Esses critérios de relevância, praticamente infinitos, agrupam-se em cinco grandes categorias que, por sua vez, se dividem em outras tantas. A título exemplificativo, vamos indicar algumas delas: 1) categorias substantivas; 2) categorias relativas ao produto; 3) características relativas aos meios de informação; 4) características relativas ao público; e 5) categorias relativas à concorrência.

Dentro desse contexto consideramos que é no trabalho da enunciação que os jornalistas produzem discursos. E é no interior do próprio processo discursivo, por meio de múltiplas operações articuladas pelos processos da própria linguagem, que a audiência é construída antecipadamente.

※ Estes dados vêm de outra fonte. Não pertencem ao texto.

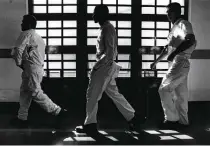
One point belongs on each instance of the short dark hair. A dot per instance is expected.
(175, 7)
(30, 19)
(103, 9)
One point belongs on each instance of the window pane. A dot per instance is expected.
(69, 56)
(42, 32)
(161, 74)
(113, 23)
(148, 10)
(93, 1)
(126, 33)
(69, 74)
(123, 57)
(91, 41)
(146, 65)
(54, 24)
(125, 65)
(91, 56)
(124, 24)
(54, 56)
(112, 9)
(124, 2)
(161, 42)
(54, 9)
(161, 10)
(147, 33)
(90, 9)
(90, 65)
(40, 9)
(162, 33)
(164, 25)
(54, 2)
(182, 11)
(70, 9)
(92, 24)
(148, 57)
(45, 65)
(164, 59)
(147, 73)
(162, 65)
(148, 2)
(69, 1)
(55, 74)
(181, 2)
(54, 41)
(147, 42)
(69, 23)
(109, 2)
(45, 41)
(54, 32)
(124, 42)
(124, 10)
(147, 24)
(69, 41)
(69, 65)
(162, 2)
(39, 1)
(124, 74)
(92, 32)
(41, 24)
(69, 32)
(54, 65)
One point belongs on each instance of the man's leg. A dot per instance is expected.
(95, 90)
(182, 102)
(25, 102)
(97, 84)
(122, 104)
(166, 92)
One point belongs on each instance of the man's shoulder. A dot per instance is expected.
(109, 27)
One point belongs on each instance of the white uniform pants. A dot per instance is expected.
(102, 80)
(173, 91)
(31, 90)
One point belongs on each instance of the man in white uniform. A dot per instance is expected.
(103, 74)
(173, 90)
(29, 53)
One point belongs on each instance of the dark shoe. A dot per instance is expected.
(88, 129)
(169, 124)
(136, 122)
(20, 124)
(63, 114)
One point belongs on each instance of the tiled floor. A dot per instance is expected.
(43, 135)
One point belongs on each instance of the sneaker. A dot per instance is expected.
(169, 124)
(63, 114)
(88, 129)
(20, 124)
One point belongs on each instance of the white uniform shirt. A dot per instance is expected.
(106, 43)
(177, 35)
(29, 49)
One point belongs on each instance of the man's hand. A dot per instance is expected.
(170, 57)
(21, 66)
(152, 66)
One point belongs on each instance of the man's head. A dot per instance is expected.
(173, 11)
(101, 13)
(28, 22)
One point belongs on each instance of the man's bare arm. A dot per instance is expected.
(189, 41)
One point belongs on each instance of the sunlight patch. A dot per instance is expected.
(167, 138)
(183, 136)
(84, 139)
(168, 131)
(152, 132)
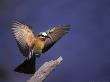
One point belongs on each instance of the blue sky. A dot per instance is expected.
(85, 50)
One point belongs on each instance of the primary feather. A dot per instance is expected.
(24, 37)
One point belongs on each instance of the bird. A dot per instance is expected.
(33, 46)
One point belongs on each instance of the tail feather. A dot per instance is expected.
(27, 67)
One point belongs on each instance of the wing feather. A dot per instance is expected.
(24, 37)
(55, 34)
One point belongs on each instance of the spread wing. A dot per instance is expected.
(24, 37)
(55, 34)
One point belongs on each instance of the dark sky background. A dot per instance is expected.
(85, 50)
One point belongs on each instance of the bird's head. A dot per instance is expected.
(43, 35)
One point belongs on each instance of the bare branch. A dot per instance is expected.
(45, 70)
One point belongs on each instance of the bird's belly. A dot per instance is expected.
(38, 47)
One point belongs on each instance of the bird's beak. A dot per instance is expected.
(48, 36)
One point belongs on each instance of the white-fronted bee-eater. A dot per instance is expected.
(32, 46)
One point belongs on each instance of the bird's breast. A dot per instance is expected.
(38, 46)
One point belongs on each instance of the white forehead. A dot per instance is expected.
(44, 33)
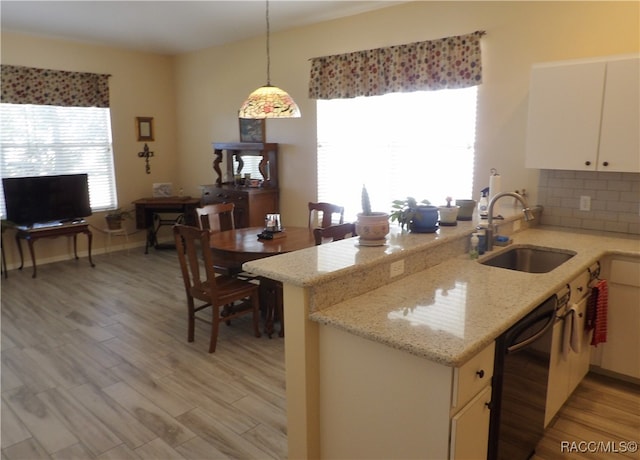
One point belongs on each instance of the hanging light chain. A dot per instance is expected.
(268, 50)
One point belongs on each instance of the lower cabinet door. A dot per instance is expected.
(470, 428)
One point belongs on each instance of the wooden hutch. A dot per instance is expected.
(252, 202)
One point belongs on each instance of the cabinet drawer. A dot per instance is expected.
(474, 375)
(625, 272)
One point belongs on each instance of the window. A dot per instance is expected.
(418, 144)
(41, 140)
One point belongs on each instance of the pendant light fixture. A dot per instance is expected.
(269, 101)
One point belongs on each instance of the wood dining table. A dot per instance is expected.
(241, 245)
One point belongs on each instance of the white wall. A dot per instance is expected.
(194, 98)
(212, 83)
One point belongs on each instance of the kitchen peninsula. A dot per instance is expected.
(399, 350)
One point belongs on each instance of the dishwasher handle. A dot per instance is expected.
(529, 340)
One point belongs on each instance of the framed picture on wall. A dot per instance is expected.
(252, 130)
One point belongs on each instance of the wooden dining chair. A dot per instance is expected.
(335, 232)
(324, 213)
(217, 218)
(228, 297)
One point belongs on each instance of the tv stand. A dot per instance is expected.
(52, 230)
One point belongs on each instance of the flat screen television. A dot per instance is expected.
(41, 199)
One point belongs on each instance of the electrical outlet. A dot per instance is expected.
(585, 203)
(397, 268)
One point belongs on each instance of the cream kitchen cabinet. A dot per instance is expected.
(582, 116)
(379, 402)
(566, 368)
(570, 356)
(621, 353)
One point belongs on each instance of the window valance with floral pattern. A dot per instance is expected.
(28, 85)
(452, 62)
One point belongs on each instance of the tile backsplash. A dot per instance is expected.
(615, 200)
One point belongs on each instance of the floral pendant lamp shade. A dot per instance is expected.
(269, 101)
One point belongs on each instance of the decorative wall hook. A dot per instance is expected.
(146, 154)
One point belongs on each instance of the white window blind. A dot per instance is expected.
(42, 140)
(417, 144)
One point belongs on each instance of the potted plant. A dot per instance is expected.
(418, 217)
(115, 217)
(372, 227)
(448, 213)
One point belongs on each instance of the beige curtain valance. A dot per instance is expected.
(452, 62)
(28, 85)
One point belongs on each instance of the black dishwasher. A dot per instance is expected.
(520, 384)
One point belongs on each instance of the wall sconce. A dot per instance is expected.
(146, 154)
(144, 127)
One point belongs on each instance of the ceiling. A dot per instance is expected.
(168, 27)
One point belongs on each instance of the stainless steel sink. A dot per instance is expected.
(530, 259)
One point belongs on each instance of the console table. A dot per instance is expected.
(147, 207)
(52, 230)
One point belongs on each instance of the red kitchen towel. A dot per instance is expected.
(602, 306)
(592, 301)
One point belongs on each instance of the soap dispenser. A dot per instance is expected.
(483, 203)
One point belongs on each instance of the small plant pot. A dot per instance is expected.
(467, 208)
(448, 215)
(372, 229)
(425, 219)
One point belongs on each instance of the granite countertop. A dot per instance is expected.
(451, 311)
(319, 264)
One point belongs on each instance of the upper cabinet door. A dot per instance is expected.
(565, 103)
(620, 131)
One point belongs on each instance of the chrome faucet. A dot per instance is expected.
(491, 228)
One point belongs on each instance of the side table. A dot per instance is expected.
(52, 230)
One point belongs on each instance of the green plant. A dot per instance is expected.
(404, 211)
(366, 202)
(448, 199)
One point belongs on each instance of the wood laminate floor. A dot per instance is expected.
(95, 364)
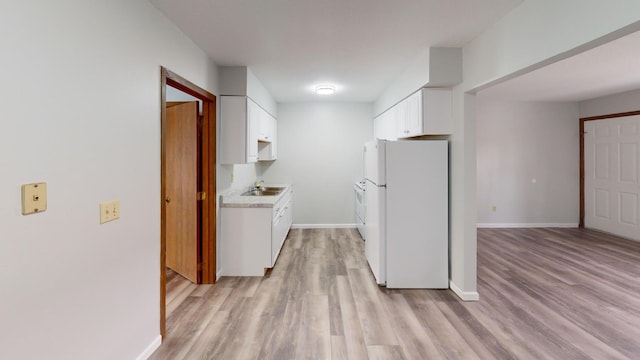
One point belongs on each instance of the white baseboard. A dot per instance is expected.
(526, 225)
(323, 226)
(464, 295)
(150, 349)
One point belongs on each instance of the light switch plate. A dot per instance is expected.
(109, 211)
(34, 198)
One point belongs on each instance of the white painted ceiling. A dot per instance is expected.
(358, 45)
(608, 69)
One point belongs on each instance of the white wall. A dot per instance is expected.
(528, 163)
(613, 104)
(534, 34)
(320, 152)
(81, 111)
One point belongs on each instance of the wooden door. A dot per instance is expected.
(611, 175)
(182, 242)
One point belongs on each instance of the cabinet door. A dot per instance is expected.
(414, 115)
(253, 123)
(385, 126)
(401, 112)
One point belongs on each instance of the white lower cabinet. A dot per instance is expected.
(253, 236)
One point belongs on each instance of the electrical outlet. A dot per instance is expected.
(109, 211)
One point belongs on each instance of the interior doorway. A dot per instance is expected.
(203, 216)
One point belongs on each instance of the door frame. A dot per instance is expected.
(208, 164)
(582, 120)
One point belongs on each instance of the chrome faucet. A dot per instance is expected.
(256, 186)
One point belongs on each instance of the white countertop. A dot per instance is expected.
(232, 198)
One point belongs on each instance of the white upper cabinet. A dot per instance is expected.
(426, 112)
(239, 121)
(267, 127)
(267, 145)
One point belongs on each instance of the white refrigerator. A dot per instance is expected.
(407, 221)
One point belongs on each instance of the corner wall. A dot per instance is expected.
(612, 104)
(528, 164)
(320, 152)
(81, 111)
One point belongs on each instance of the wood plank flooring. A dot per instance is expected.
(544, 294)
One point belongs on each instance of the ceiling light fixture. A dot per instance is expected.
(325, 89)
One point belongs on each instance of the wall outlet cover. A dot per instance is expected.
(34, 198)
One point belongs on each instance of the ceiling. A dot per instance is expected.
(608, 69)
(358, 45)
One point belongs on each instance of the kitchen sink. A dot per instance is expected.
(265, 192)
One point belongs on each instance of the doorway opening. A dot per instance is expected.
(200, 196)
(609, 161)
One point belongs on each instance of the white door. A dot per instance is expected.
(612, 172)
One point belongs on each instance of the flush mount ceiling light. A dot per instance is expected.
(325, 89)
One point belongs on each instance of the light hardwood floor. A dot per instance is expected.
(544, 294)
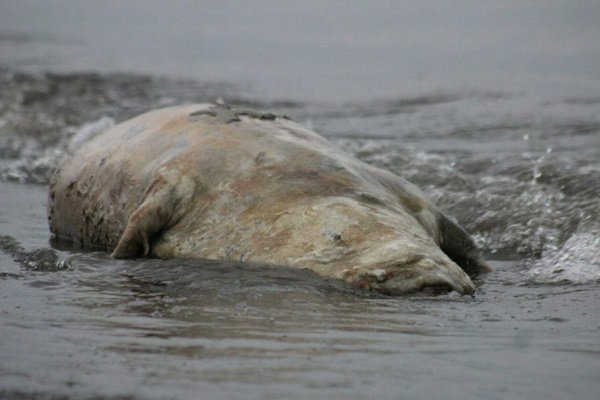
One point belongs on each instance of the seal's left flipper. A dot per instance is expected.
(460, 247)
(166, 200)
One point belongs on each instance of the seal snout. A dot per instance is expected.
(420, 275)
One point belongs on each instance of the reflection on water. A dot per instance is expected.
(156, 329)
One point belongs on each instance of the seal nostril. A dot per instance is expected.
(435, 290)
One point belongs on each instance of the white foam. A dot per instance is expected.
(89, 131)
(576, 261)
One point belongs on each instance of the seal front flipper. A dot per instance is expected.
(460, 247)
(165, 201)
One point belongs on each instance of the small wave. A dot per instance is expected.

Por isso, entendemos ser necessário contextualizar a questão da enunciação antes de entrarmos na enunciação jornalística propriamente dita. Consideramos que a teoria da enunciação teve como precursor Bakthin e ganhou um impulso na França com a obra do lingüista Benveniste, que propôs estudar a subjetividade na língua: o aparelho formal da enunciação.

Noção de sujeito

Acompanhamos Bakhtin (1992) quando concebe a língua como um produto sociohistórico, como forma de interação social realizada por meio de enunciações. O conceito da língua como interação social desempenhou um papel importante nos estudos que, hoje, se desenvolvem sobre a interação verbal, como a pragmática, a teoria da enunciação e a análise do discurso que tem como princípio que a linguagem é ação e não um mero instrumento de comunicação.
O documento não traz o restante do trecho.